Hawke plays O’Connor as a sophisticated and smart if socially awkward force who never quite feels like she belongs, whether she’s in New York City or back home in Georgia. When O’Connor is in New York, she’s verbally sparring with an editor (Alessandro Nivola) who would like her work to be more organized and accessible, not to mention dealing with condescending intellectuals, e.g., when a literary figure advises O’Connor to soften the rough and ugly (but altogether accurate) language used by some of her white characters.

On the family farm in Georgia, O’Connor copes with the early stages of lupus and regularly butts heads with her protective but sometimes domineering and clueless mother, Regina (Linney), who wishes her daughter would write more in the style of another Georgia writer: Margaret Mitchell of “Gone With the Wind” fame. Spoiler alert: That ain’t happening, mom.

Flannery is more interested in exploring lightning-rod themes of the present than in glorifying the past. (O’Connor herself also displayed bigotry and has been the subject of much debate among literary and academic historians. A number of articles and essays, perhaps most notably a New Yorker article by Paul Elie titled, “How Racist Was Flannery O’Connor?,” have explored the issue in complex detail. The University of Maryland removed O’Connor’s name from a college dorm in 2020.)

Some of the interpretations of O’Connor’s short stories are brilliant and captivating. In “The Life You Save May Be Your Own,” Steve Zahn plays a one-armed drifter named Tom T. Shiflet who shows up on the doorstep of the property where Mrs. Crater (Linney) lives with her daughter Lucy Nell (Hawke), who has never spoken a word. Mrs. Crater pays Shiflet to take her daughter off her hands and Shiflet and Lucy Nell hit the road, and let’s just say it’s not a fairy tale romance.

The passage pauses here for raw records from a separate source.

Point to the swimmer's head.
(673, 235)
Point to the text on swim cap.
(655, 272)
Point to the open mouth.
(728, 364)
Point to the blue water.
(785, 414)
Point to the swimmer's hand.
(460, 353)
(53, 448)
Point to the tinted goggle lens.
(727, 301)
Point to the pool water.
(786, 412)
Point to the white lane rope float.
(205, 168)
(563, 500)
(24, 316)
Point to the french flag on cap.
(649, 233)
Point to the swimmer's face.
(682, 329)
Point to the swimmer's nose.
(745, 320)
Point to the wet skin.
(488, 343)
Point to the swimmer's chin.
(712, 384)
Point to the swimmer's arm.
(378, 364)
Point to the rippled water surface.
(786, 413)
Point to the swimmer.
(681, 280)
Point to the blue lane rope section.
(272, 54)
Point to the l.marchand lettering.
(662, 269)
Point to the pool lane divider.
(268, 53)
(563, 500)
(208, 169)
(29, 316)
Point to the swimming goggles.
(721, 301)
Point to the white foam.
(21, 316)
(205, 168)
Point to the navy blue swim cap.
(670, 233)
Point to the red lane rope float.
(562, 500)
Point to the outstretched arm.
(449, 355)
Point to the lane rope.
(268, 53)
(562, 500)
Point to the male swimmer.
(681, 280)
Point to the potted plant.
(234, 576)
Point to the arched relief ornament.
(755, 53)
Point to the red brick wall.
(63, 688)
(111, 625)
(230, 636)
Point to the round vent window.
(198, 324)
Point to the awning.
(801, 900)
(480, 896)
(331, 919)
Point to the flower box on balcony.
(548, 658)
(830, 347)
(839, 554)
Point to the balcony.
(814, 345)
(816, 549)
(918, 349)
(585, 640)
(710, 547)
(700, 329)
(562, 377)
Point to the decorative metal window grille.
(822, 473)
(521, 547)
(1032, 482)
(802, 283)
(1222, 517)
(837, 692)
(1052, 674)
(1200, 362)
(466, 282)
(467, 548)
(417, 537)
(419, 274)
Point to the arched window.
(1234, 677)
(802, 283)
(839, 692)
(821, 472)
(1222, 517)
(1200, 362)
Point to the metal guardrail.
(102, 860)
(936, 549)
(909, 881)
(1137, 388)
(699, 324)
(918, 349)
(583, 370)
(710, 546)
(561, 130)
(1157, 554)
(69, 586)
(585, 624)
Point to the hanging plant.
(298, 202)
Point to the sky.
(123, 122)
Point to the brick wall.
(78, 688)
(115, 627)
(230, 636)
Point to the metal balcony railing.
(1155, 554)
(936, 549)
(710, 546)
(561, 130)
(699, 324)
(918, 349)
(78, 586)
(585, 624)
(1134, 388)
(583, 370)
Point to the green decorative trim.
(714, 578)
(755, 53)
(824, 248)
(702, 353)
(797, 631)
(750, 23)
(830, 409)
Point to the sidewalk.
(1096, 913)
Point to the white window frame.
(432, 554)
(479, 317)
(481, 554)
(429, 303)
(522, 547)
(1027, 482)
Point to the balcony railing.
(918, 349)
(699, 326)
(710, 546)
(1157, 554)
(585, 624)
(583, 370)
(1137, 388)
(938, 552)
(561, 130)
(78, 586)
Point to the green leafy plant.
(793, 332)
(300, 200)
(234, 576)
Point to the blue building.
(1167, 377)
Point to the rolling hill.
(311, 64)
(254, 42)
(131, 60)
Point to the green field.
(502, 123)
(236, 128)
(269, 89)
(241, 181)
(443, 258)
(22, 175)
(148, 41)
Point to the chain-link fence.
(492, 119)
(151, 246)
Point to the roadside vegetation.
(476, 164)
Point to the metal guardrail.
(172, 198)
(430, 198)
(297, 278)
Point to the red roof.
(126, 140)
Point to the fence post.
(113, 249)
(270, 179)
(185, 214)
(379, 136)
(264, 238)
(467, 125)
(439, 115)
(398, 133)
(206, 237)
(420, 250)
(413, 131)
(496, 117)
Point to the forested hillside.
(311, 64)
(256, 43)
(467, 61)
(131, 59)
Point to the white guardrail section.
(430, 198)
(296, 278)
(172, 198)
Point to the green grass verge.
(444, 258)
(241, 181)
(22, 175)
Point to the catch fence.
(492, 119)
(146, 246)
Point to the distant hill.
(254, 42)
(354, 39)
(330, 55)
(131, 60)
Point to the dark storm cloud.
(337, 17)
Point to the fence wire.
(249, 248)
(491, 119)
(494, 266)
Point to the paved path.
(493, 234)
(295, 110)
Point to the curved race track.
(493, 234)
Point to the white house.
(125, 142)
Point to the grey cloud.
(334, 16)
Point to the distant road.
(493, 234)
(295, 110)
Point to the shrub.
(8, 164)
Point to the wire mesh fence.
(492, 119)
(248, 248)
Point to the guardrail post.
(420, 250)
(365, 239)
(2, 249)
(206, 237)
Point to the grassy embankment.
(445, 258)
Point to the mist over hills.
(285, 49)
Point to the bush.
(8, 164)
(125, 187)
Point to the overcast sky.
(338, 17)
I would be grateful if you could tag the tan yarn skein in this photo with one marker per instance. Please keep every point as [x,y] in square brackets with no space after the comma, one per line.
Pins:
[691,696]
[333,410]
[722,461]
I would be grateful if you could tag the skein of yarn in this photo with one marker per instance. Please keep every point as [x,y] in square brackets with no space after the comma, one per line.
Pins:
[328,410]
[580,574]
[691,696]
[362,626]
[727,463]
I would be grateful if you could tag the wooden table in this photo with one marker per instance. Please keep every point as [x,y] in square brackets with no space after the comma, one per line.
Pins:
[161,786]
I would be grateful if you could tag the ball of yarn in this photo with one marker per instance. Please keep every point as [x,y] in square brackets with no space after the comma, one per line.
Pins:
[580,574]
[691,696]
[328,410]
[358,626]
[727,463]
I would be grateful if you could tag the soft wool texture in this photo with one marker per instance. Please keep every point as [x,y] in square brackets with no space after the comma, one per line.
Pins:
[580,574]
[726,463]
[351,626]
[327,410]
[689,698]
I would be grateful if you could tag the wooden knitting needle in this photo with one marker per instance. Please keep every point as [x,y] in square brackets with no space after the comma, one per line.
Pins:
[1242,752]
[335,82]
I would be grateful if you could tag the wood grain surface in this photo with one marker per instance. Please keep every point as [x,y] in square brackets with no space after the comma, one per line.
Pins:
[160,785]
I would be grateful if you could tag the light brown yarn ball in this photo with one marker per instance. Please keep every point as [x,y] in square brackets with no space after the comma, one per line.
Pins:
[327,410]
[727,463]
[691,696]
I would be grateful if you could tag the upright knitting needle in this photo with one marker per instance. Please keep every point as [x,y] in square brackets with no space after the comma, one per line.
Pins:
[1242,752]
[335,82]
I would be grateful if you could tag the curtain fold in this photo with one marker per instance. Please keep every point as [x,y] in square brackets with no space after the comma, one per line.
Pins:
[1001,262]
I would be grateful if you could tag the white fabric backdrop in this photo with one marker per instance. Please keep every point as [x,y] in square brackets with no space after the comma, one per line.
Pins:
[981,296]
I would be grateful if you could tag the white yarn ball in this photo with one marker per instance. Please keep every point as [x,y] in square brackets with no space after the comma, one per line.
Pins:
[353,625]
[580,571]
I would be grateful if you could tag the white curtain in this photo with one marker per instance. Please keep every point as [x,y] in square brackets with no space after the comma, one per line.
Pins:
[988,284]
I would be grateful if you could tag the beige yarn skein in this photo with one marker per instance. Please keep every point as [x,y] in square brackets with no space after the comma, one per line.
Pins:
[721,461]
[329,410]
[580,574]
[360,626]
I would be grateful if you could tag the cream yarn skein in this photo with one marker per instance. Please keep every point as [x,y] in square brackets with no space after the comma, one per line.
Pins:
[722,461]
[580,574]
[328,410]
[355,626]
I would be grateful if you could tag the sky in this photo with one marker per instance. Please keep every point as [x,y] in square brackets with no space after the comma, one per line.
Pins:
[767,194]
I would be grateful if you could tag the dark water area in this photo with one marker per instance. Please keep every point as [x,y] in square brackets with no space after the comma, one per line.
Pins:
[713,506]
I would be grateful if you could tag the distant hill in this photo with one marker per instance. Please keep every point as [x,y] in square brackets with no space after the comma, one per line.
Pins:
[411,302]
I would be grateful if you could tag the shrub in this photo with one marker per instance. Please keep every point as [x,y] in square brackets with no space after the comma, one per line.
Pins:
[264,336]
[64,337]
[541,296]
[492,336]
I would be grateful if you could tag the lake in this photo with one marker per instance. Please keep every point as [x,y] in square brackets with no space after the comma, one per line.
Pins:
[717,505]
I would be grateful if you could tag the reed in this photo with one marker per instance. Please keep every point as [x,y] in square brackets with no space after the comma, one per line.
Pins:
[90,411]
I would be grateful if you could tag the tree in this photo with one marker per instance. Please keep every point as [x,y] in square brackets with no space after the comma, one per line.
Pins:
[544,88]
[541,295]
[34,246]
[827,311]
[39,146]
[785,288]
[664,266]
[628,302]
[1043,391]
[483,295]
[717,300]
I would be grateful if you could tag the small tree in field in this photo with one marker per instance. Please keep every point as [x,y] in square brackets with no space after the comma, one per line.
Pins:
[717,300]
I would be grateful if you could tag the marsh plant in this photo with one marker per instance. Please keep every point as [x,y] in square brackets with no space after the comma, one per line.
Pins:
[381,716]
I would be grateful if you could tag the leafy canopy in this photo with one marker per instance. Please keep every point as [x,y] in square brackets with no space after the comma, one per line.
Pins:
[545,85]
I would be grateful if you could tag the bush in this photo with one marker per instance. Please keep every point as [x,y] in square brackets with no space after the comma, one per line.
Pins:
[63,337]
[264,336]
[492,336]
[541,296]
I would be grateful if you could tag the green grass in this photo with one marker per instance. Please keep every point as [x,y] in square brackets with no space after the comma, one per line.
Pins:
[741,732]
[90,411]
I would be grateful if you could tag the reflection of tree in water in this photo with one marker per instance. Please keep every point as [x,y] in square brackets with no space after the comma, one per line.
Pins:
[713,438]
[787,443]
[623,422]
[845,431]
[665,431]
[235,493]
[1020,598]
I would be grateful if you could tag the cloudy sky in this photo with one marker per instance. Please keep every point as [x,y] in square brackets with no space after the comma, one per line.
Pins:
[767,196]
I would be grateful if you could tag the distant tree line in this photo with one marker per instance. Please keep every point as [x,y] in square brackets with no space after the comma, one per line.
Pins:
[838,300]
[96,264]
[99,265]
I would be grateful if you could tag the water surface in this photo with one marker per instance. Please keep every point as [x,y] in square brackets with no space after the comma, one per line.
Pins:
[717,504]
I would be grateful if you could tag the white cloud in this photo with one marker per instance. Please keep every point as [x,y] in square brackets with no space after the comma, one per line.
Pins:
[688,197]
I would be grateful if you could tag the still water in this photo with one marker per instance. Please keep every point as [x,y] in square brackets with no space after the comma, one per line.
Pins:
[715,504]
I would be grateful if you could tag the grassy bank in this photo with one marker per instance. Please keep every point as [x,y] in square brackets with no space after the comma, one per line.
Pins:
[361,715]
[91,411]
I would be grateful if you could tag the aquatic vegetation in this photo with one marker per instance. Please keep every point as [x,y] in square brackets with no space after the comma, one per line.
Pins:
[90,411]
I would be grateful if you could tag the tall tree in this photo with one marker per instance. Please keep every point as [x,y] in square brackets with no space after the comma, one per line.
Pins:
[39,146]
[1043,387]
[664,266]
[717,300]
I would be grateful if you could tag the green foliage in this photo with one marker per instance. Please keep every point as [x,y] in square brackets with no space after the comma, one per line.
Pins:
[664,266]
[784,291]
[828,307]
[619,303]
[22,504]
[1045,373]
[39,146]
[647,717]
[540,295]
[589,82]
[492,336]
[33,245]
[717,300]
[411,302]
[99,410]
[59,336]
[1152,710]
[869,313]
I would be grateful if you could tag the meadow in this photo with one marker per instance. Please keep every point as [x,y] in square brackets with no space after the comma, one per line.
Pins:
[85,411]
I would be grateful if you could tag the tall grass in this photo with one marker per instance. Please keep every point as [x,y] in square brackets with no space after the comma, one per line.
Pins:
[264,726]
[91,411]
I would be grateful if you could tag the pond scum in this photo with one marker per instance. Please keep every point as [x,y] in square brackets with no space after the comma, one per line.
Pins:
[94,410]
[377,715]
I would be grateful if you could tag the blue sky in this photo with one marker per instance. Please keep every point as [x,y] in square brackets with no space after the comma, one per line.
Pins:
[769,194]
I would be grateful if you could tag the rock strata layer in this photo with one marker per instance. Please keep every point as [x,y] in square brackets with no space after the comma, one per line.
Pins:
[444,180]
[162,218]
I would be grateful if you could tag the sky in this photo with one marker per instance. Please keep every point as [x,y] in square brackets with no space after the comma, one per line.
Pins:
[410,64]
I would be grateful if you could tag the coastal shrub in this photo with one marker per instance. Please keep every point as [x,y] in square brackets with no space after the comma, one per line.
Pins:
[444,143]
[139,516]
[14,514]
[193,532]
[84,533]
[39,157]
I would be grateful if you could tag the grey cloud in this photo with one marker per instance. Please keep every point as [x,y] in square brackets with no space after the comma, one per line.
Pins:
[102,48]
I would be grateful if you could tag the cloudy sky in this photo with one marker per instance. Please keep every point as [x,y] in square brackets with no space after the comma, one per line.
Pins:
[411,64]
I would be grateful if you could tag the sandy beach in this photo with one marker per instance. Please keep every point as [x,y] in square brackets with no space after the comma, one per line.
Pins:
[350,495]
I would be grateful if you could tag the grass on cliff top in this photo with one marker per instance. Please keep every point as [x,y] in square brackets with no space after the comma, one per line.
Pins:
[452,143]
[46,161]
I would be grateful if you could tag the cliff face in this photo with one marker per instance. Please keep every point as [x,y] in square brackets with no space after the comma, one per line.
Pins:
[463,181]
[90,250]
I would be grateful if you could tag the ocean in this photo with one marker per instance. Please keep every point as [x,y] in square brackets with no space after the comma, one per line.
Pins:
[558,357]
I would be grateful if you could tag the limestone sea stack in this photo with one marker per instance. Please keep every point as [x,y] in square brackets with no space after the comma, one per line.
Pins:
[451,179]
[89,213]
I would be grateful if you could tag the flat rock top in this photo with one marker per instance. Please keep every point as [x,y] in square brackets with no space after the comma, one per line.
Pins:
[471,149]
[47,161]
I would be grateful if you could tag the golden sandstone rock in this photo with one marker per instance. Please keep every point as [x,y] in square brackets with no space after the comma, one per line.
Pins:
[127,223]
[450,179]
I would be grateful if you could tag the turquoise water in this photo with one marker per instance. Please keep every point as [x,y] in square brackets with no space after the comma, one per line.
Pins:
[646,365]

Another segment, titled “Revelation,” finds the racist and judgmental Ruby Turpin (Linney) in a doctor’s waiting room, spouting her ignorant opinions as her daughter (Hawke) cringes. In a chapter called “Everything That Rises Must Converge,” Linney and Hawke once again play a version of mother and daughter, with the mother in this segment spouting HER ignorant beliefs on a bus and then condescendingly offering a penny to a young Black boy.

Scoundrels abound in the short story adaptations, e.g., Rafael Casal’s O.E. Parker, a multi-tattooed, hard-drinking troublemaker who marries Hawke’s devout Sarah Ruth, and Cooper Hoffman’s Manly Pointer (how’s that for a name!), a smooth-talking Bible salesman who woos Hawke’s one-legged Joy and then treats her with stunning cruelty.

In the “real life” sequences, O’Connor struggles to find peace and spiritual meaning in the world as her condition worsens; there’s a gripping set-piece in which she tries to make some sense of it all with her priest, Father Flynn (Liam Neeson), who is well-meaning but perhaps not fully equipped to deal with the levels and complexities of Flannery’s heartache.

There is a LOT packed into “Wildcat,” perhaps too much, but thanks to the surehanded and creative directing by Ethan Hawke and the fine performances by Maya Hawke, Laura Linney and that outstanding supporting cast, this admittedly challenging material is worth the effort.